In A Surrealist Oddyssey, the exhibition at the Eastern Southland Museum in Gore, I am struck immediately by the tension present in his earlier works. In The Temple Rebuilt, for example, the assumed serenity of a New Zealand style church is stretched with ethereal finger like tree branches straining into the sky and down towards the church yard. Three works that use his wife, Jackie, as model are likewise stunning, but unsettling. In one, her nudity is almost in your face as she demurely stares into a fantastical surrealist world created by Bullmore. The other works in that room proclaim a tension of which Bullmore was masterful, including works that illustrated his growing angst about the threat of nuclear holocaust and about death itself.

The tension of the earlier works continue with the visionary brilliance of his latter body of works in the next gallery. Here, as part of the Hikurangi and series, we witnessed shaped paintings from canvas expertly stretched over unusual found items including chair frames; others display stuffed, ripped, and stitched canvas; and ultimately bold, yet delicate works in the Astroform and Icon series emerge, some of them out of a then fairly new medium of fibre glass.
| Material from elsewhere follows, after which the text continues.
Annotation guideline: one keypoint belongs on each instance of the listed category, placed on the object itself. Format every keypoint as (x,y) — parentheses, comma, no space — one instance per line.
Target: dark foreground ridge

We witness work resembling jewels, and gladly view a more light-hearted side of Bullmore in sculpture crafted out of cross-sectioned arms and legs of chairs and bits of taut painted canvas.

I vow to return to Gore to revisit Bullmore's exhibition. The second visit is worthwhile, almost incumbent. This time I treat myself to the Bullmore TVNZ documentary available for viewing in the first gallery. I am immediately struck by the great pride displayed by Jackie Bullmore and their adult children over his artistic brilliance,. I also sense the sadness over his descent into obscurity upon return to New Zealand. A prophet not honoured in his own country?

So what is my response? I want to learn more about Bullmore. I've purchased the book Edward Bullmore: A Surrealist Oddyssey by Penelope Jackson which accompanies the national tour. A worthy read. I also want to deeply consider how his work may now influence my own creative philosophy in my own arts practice. How can I likewise cultivate clarity in my own artistic vision. I also hope that, somehow, his story will compel me to stop to mindfully consider other artists' labours. I want to be careful to not dismiss other's works manifesting a direction or vision that may not be comfortable for me. Is that what happened to Bullmore? I wish to avoid having an impenetrable attachment to artistic safety in my works and in other's as well. Edward Bullmore, a remarkable son, indeed. I think I'll go back and see Edward again. He's worth it.